Als die Oldenburgische Volkszeitung mir am zurückliegenden Freitag eine Reihe von Fragen zum Ende der Wahlzeit des Ersten Stadtrates Josef Kleier gestellt hat, habe ich mich hierzu unmissverständlich geäußert und wörtlich Folgendes mitgeteilt: ‘Zu Personalangelegenheiten, die noch anstehen und über die noch in keinster Weise entschieden wurde, gebe ich wie üblich keine Stellungnahme ab - auch zum Schutz der beteiligten Personen. Ich bitte, dies zu respektieren‘.

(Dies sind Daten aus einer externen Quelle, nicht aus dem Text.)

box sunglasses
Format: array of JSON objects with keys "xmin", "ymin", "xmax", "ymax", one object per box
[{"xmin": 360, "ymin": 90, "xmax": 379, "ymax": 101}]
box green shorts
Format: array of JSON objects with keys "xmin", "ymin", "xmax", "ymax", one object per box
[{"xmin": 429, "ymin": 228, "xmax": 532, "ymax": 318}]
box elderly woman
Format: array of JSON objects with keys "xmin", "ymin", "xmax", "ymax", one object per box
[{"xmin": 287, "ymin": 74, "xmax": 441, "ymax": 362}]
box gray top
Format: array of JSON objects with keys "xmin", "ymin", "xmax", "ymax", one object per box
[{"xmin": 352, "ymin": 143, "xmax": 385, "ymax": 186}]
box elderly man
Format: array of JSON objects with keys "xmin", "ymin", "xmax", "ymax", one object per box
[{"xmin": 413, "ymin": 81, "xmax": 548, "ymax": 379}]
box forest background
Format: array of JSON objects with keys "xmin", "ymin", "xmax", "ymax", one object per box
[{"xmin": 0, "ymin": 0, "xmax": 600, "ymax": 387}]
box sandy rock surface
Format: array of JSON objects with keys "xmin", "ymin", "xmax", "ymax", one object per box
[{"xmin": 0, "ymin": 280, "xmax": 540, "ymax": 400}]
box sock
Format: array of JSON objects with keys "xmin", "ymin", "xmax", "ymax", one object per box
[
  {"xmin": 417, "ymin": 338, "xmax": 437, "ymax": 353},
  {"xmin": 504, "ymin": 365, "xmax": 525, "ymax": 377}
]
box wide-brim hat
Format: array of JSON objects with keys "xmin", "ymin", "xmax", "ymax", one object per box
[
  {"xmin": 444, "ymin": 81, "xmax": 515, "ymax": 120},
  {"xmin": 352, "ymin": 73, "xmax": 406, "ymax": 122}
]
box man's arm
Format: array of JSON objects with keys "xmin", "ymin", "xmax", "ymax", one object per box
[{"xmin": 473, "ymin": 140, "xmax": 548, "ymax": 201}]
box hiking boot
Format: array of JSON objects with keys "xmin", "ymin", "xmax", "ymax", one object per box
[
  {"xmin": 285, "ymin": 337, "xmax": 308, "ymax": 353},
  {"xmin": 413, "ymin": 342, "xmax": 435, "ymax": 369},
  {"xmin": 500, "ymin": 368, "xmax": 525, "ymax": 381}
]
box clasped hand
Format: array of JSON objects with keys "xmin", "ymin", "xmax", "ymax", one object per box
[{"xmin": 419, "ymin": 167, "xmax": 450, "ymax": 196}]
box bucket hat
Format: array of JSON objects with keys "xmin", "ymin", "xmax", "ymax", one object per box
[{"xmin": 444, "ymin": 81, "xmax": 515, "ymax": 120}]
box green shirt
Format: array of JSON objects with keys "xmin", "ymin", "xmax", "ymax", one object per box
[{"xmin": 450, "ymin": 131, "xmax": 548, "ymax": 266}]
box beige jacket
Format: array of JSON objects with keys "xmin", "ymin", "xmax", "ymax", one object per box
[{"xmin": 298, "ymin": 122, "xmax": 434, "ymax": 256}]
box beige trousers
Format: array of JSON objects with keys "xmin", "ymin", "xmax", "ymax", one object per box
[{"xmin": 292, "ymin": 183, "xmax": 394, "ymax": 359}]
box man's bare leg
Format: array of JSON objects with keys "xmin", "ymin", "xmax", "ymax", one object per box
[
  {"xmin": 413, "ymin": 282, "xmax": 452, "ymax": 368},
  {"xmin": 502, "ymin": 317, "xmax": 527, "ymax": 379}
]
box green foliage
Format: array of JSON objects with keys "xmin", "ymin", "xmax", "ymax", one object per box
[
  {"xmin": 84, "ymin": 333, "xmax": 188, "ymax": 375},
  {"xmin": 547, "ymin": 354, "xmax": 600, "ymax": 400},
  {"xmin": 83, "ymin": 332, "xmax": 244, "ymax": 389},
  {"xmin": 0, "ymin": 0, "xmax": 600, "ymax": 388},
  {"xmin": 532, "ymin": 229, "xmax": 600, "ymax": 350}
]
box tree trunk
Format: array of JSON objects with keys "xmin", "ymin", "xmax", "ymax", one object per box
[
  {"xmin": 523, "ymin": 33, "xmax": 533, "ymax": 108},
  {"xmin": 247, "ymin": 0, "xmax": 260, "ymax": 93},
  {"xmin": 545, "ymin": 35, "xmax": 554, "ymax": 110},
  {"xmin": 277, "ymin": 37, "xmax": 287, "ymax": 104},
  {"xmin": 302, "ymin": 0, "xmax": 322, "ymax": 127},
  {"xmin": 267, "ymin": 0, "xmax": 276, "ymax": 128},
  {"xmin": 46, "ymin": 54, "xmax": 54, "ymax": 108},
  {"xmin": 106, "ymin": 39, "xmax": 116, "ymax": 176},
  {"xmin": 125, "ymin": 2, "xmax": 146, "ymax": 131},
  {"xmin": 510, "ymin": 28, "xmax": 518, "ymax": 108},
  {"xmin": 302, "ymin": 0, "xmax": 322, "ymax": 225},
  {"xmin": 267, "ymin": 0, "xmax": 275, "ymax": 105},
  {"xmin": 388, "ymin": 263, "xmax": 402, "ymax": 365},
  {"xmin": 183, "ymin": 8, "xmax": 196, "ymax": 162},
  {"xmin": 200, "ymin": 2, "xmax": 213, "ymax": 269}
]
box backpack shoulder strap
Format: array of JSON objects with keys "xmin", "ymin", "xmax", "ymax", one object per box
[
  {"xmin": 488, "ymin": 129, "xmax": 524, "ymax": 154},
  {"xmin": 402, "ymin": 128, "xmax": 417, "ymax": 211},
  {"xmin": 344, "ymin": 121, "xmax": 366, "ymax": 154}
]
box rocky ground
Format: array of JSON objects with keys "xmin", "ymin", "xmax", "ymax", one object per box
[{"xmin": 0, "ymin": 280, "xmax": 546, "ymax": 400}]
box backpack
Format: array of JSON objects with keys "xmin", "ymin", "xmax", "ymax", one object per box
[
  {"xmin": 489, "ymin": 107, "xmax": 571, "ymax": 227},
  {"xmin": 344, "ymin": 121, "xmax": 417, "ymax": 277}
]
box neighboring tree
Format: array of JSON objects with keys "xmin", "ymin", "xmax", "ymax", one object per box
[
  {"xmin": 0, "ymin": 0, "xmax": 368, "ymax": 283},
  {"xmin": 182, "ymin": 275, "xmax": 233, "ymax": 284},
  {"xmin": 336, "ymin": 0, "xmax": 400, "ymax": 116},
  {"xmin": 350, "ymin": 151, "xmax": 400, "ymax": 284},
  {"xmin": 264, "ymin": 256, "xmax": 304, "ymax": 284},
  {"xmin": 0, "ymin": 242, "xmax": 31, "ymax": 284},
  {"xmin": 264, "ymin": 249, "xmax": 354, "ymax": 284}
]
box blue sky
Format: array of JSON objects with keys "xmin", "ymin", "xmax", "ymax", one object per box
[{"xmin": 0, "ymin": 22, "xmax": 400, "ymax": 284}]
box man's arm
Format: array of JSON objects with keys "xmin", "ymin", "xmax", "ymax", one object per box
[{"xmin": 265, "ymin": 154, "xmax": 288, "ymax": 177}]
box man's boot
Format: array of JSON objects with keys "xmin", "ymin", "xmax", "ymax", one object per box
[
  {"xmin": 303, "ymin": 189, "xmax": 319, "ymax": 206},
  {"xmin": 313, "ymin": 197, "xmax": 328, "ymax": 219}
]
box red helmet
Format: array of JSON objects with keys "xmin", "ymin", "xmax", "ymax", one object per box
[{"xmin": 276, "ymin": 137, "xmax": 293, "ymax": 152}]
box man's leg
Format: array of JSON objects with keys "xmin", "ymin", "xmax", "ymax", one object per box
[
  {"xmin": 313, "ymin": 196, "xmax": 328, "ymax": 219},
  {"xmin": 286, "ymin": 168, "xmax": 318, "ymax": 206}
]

Nach den Vorschriften des NKomVG bildet die Ausschreibung zur Vergabe einer Wahlbeamtenstelle die Regel. In diesen Abstimmungsprozess mit der Politik bin ich  eingetreten, und für eine Diskussion außerhalb dieses Entscheidungskreises ist es verfrüht. Das habe ich versucht mit meiner Stellungnahme auf die von der OV am Freitag eingereichten Fragen zu verdeutlichen. Ich bedauere ausdrücklich, dass die OV bereits zum jetzigen Zeitpunkt diese wichtige und im Moment noch vertrauliche Personalfrage in die öffentliche Diskussion gebracht hat und damit auch die Person des Ersten Stadtrates an sich öffentlich diskreditiert.